Read XHTML into XmlDocument
We want Html entities in our xml, but don't need to validate against all the other XHtml DTDs. So the XmlResolver just shows a single document containing all the entities.
- XHTML Documents must be well formed (but not necessarily valid Xhtml). If it's not well formed, use Html Agility Pack.
- If you edit and save, XmlDocument.PreserveWhitespace ensures original format is preserved. BUT XmlDocument will rewrite the DocType (see test below for the quick fix).
- Reading into an XDocument is much the same. See a fuller XDocument example
Testing
XmlDocument doc = new XmlDocument();
doc.PreserveWhitespace = true; //keep all line breaks
doc.XmlResolver = new HtmlResolver(); //will resolve entities
XmlNamespaceManager ns = new XmlNamespaceManager(doc.NameTable);
ns.AddNamespace("html", "http://www.w3.org/1999/xhtml");
string html =
@"<!DOCTYPE html PUBLIC ""-//W3C//DTD XHTML 1.0 Transitional//EN""
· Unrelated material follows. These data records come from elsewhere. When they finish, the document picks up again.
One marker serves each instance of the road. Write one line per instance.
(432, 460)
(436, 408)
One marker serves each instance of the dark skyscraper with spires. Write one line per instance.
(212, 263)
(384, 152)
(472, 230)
""http://www.w3.org/TR/xhtml1/DTD/xhtml1-transitional.dtd"">
<html xmlns=""http://www.w3.org/1999/xhtml"" xml:lang=""en"" lang=""en"">
<head><title>None</title>
</head>
<body><p class=""nbsp"">Hello you</p><p>It costs €5</p></body>
</html>";
doc.LoadXml(html);
//The DocType is always rewritten as one line (no internal line breaks)
//and appends a "[]" (the internal DTD subset- i.e. inline dtd).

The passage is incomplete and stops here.